Re: Immobilien in Deutschland.

Geschrieben von Tom Dooley am 17.12.2006 02:41:00:

>Gerade hat mich mein Sohn angerufen. Die Bank hat seine zwei Eigentumswohnungen, die er sich als Altersversicherung gekauft hatte und die noch immer auf 180.000 Euro geschätzt waren für 92.000 versteigert Jetzt hat er nichts mehr und noch immer Schulden.
>Er verdient ja recht gut, aber hat nun keinerlei Einkommen für sein Alter. Die Rentenversicherung, in der er 40,000 hatte. hat die Bank auch schon kassiert und auch etwa 20,000 jedes Jahr für den Kredit. Er hat den damit eigentlich schon abgezahlt.
>Wenn die Bank einem Vergleich für die Restschuld nicht zustimmt, wird er Konkurs anmelden müssen. Und dann bleibt ihm wahrscheinlich nichts anderes übrig als aufhören mit offizieller Arbeit, wenn er nicht sieben Jahre vom Existenzminimum leben will und der Bank trotzdem den Rest für Zinsen in den Rachen zu werfen. Das hätte er schon viel früher machen sollen. Er hätte zwar auch offiziell weiter arbeiten sollen, aber viel schwarz arbeiten sollen. Die Möglichkeit dazu hätte er gehabt.
>Aber ich wollte eigentlich nur darstellen, daß auch in Deutschland die Immoblase zu platzen beginnt und jede verschuldete Immo ein gefährlicher Stein um den Hals ist. In die Lage meines Sohnes werden viele kommen.

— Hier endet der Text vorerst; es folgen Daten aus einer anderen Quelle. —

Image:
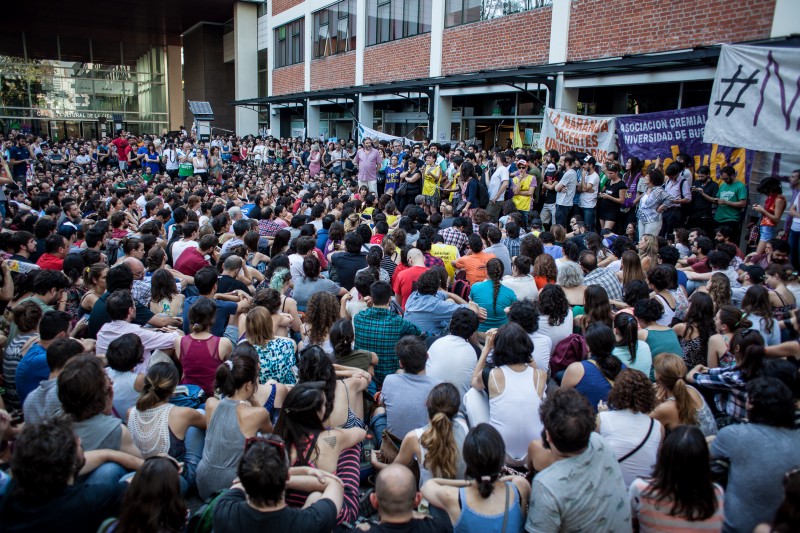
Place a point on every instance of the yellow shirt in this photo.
(447, 253)
(432, 174)
(523, 203)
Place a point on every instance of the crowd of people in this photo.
(322, 335)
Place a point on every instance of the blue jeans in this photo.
(105, 474)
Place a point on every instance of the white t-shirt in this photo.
(452, 359)
(500, 175)
(567, 194)
(589, 199)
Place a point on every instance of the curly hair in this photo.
(719, 288)
(553, 303)
(321, 312)
(632, 390)
(545, 266)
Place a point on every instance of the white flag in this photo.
(754, 101)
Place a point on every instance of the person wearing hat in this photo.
(524, 187)
(588, 186)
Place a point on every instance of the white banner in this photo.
(364, 131)
(753, 99)
(567, 132)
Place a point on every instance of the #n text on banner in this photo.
(754, 99)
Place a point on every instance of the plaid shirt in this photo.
(431, 261)
(732, 397)
(378, 330)
(606, 279)
(512, 245)
(454, 237)
(268, 228)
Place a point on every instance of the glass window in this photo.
(335, 29)
(289, 43)
(466, 11)
(395, 19)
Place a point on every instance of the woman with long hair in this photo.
(515, 388)
(437, 446)
(630, 267)
(164, 296)
(555, 314)
(493, 296)
(696, 331)
(679, 496)
(719, 289)
(322, 311)
(595, 376)
(771, 211)
(153, 501)
(730, 384)
(239, 415)
(598, 308)
(94, 279)
(678, 402)
(342, 337)
(648, 251)
(309, 443)
(280, 243)
(727, 320)
(158, 427)
(486, 500)
(612, 197)
(201, 352)
(276, 355)
(544, 269)
(633, 353)
(757, 309)
(626, 425)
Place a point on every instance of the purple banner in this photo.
(669, 133)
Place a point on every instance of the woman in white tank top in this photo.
(515, 387)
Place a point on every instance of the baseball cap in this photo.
(755, 272)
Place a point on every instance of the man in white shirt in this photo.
(588, 186)
(452, 358)
(498, 184)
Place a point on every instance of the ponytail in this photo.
(687, 414)
(159, 384)
(442, 450)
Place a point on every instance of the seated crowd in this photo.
(276, 338)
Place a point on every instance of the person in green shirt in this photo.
(731, 202)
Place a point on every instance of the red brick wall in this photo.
(288, 80)
(642, 26)
(333, 72)
(279, 6)
(512, 41)
(404, 59)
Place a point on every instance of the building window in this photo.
(335, 29)
(465, 11)
(394, 19)
(289, 43)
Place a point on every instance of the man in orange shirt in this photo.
(475, 262)
(403, 282)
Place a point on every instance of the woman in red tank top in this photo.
(200, 352)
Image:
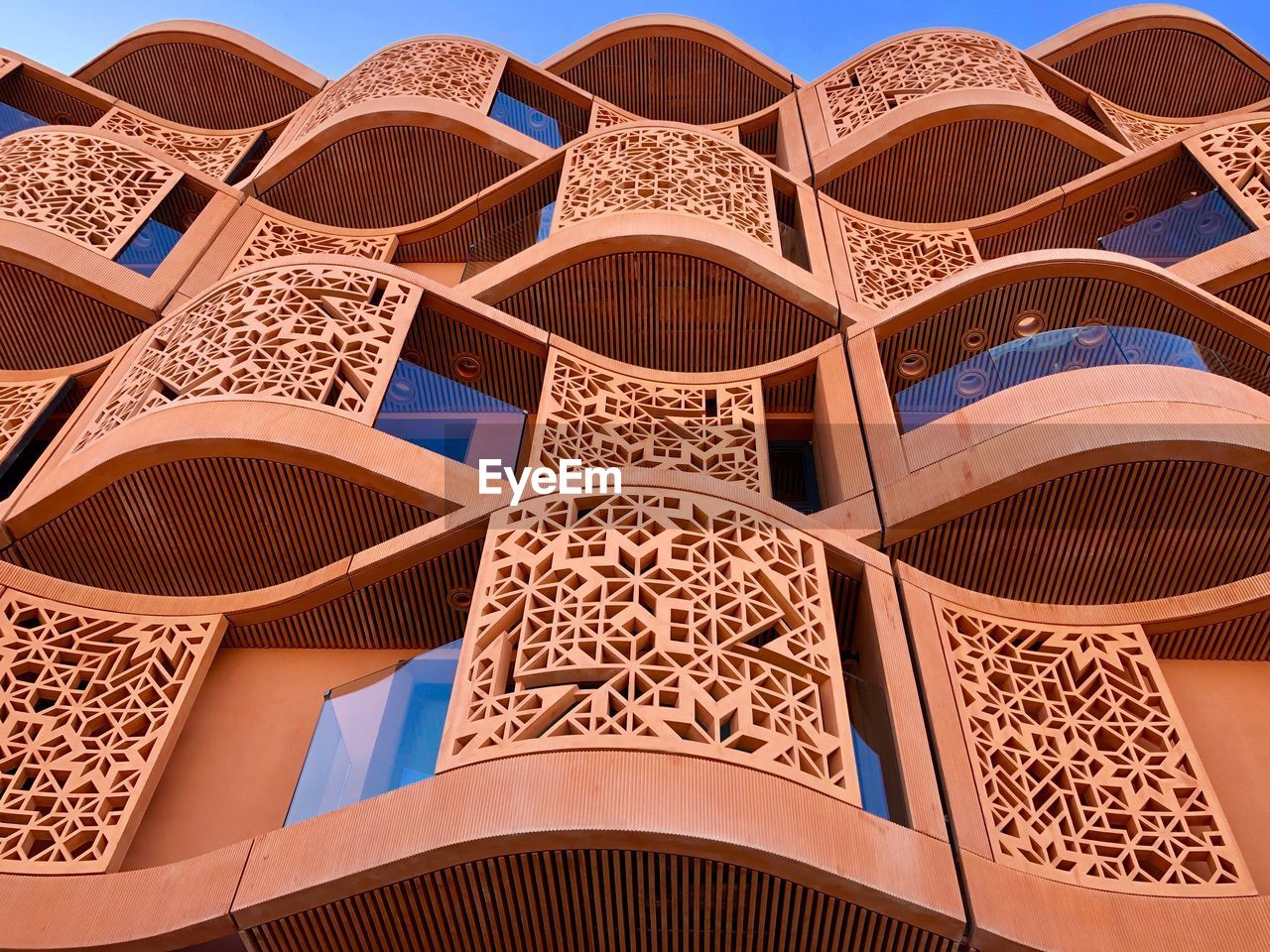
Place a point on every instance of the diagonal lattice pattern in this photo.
(889, 266)
(313, 334)
(21, 403)
(667, 171)
(277, 239)
(444, 68)
(213, 155)
(1241, 155)
(1138, 131)
(915, 66)
(85, 188)
(659, 621)
(90, 705)
(607, 419)
(1086, 771)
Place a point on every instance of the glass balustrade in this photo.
(449, 417)
(148, 249)
(1185, 230)
(531, 122)
(1056, 352)
(376, 734)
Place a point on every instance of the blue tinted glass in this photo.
(1056, 352)
(376, 734)
(1182, 231)
(525, 118)
(449, 417)
(13, 119)
(874, 748)
(149, 246)
(947, 391)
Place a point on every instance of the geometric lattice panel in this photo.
(1138, 131)
(606, 419)
(90, 705)
(443, 68)
(911, 67)
(667, 171)
(213, 155)
(277, 239)
(317, 334)
(91, 190)
(889, 266)
(21, 404)
(1241, 155)
(656, 621)
(1084, 767)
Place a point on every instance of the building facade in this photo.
(921, 601)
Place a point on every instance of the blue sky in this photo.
(331, 36)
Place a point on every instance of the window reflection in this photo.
(1056, 352)
(376, 734)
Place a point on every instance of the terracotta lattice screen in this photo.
(913, 66)
(1241, 155)
(90, 703)
(81, 186)
(312, 334)
(603, 417)
(1084, 767)
(657, 621)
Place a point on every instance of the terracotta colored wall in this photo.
(1225, 706)
(235, 766)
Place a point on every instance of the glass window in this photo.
(1183, 231)
(14, 119)
(449, 417)
(376, 734)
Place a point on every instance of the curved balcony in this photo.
(95, 234)
(674, 68)
(202, 75)
(223, 430)
(961, 137)
(1118, 56)
(1003, 688)
(475, 114)
(867, 758)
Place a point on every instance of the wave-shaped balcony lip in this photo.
(421, 112)
(925, 887)
(1128, 19)
(1228, 422)
(672, 26)
(1066, 263)
(948, 107)
(657, 805)
(211, 35)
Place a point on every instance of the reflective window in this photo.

Ist in der Tat so. Bin selber (durch die "Waldfegemassnahme" für drei Monate nicht) Hartz-IV-ler (gescheiterte Selbstständigkeit, blabla). Könnte mir hier bei einem Bekannten eine (gute, war mit einem Baugutachter dort!) Immobilie für 1 EUR kaufen. Nur was nützt mir eine Immobilie für 50.000 EUR! wert für 1 EUR gekauft, wenn ich selber keinen müden Cent zum investieren übrig habe oder per Kredit bekäme?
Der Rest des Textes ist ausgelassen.